ATTITUDE D'ACCUEIL DE LA PAROLE DE DIEU

2 R 6, 8-32 ; Mt 13, 1-17

(7 juillet 1994)

Homélie du Frère Daniel BOURGEOIS

 

J

e voudrais seulement retenir un trait de la para­bole du semeur que le Seigneur vient de nous donner à travers la proclamation de l'évangile. Ce trait c'est la surabondance de la générosité de Dieu quand Il communique sa vérité.

Il y a là quelque chose de surprenant car nous-mêmes, lorsque nous communiquons notre sa­voir, nos connaissances, c'est toujours au compte-gouttes, c'est par l'économie des signes et du discours. Et pour nous, la communication de la vérité est une tâche extrêmement laborieuse et difficile, dans la­quelle nous ne réussissons pas tous avec autant de talent ou autant de facilité les uns que les autres. On pourrait dire que, dans l'histoire humaine, la transmis­sion de la vérité fait partie de l'économie de la rareté et du coût. C'est parce que la vérité est quelque chose de difficile à acquérir, qu'elle demande beaucoup de sagesse, beaucoup d'esprit critique, beaucoup de pro­fondeur et d'intuition, qu'elle en même temps quelque chose de très précieux mais aussi de très rare et de très difficile à communiquer.

Dans l'évangile, au contraire, le Seigneur nous présente la vérité de Dieu comme cette richesse de semence qui est répandue dans le champ, dans le sein de la terre pour qu'elle y fructifie et porte du fruit. Cela devrait nous donner un regard neuf sur la Parole de Dieu et sur la vérité de l'évangile. Si nous la traitons à certains moments avec nos critères humains qui consistent à la passer au crible avant de la semer, nous risquons d'être exactement comme les terrains rocailleux ou broussailleux qui, au lieu de s'ouvrir à la générosité de la Parole de Dieu, commencent par la rendre plus étroite, la faisant passer par une sorte de goulot d'étranglement qui ne lui permet plus d'avoir sa véritable fécondité. Il y a en nous, dans notre cœur, dans notre comportement vis-à-vis de la vérité, il y a, à certains moments un manque de générosité parce que, tout simplement, notre cœur n'accepte pas de se laisser mettre en consonance avec la richesse et la libéralité de Dieu.
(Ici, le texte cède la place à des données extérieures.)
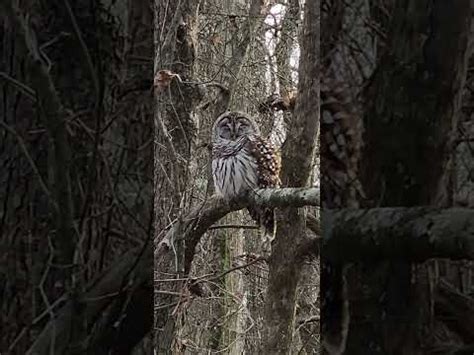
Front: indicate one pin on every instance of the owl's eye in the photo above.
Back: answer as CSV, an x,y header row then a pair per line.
x,y
225,132
243,127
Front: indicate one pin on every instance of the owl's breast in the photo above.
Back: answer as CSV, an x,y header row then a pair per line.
x,y
234,174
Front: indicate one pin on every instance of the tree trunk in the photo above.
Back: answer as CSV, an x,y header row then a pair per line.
x,y
413,102
298,162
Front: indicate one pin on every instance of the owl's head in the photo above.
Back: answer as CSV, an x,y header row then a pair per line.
x,y
232,125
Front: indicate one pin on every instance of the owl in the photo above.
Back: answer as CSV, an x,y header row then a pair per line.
x,y
243,160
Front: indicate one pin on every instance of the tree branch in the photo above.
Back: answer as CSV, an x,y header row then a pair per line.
x,y
416,234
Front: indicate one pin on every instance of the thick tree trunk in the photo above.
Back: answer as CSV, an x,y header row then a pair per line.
x,y
298,161
412,108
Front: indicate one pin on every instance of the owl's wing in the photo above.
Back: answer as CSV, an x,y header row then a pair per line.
x,y
268,172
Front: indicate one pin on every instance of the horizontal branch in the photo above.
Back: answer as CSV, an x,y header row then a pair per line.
x,y
415,234
285,197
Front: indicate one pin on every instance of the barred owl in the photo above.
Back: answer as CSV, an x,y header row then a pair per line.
x,y
243,160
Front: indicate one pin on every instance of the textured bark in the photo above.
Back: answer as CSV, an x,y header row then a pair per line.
x,y
297,166
412,106
416,234
175,136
Il y a là une sorte de péché ou d'aveuglement très grave et très attristant.

C'est le fait de croire que l'on peut purement et simplement traiter la vérité divine avec nos préten­tions humaines. Prétentions de rectitude, prétentions d'exactitude, prétentions de détails. En réalité, heureu­sement, le chemin de la vérité de Dieu dans notre cœur, elle reste toujours la vérité, est beaucoup plus large que les chemins, les broussailles, les épines, les ronces et les pierres qu'à tout moment nous lui impo­sons.
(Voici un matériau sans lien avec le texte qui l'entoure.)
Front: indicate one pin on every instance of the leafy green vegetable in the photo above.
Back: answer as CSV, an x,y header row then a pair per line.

Alors qu'en ce temps d'été où nous avons peut-être plus de loisir pour contempler, pour méditer la Parole de Dieu, ayons à cœur non seulement de la relire, de la fréquenter, de la découvrir, mais aussi de transformer notre cœur pour qu'il ait une attitude d'ac­cueil du mystère de la vérité révélée. Que notre cœur sache que la première conversion, avant même d'écouter la Parole, c'est d'ouvrir les oreilles, de per­mettre en nous cette attitude de liberté, de confiance, de docilité dans la générosité et la fécondité de la Parole de Dieu qui fait que nous n'aurons d'aucune manière la prétention de vouloir par nous-mêmes ou par certains de nos réflexes en restreindre la fécondité et la richesse. Si nous faisions déjà ce premier pas dans l'accueil de la Parole de Dieu, peut-être com­mencerions-nous à être, par pure grâce, cette bonne terre qui est capable de produire cent, soixante ou trente pour un.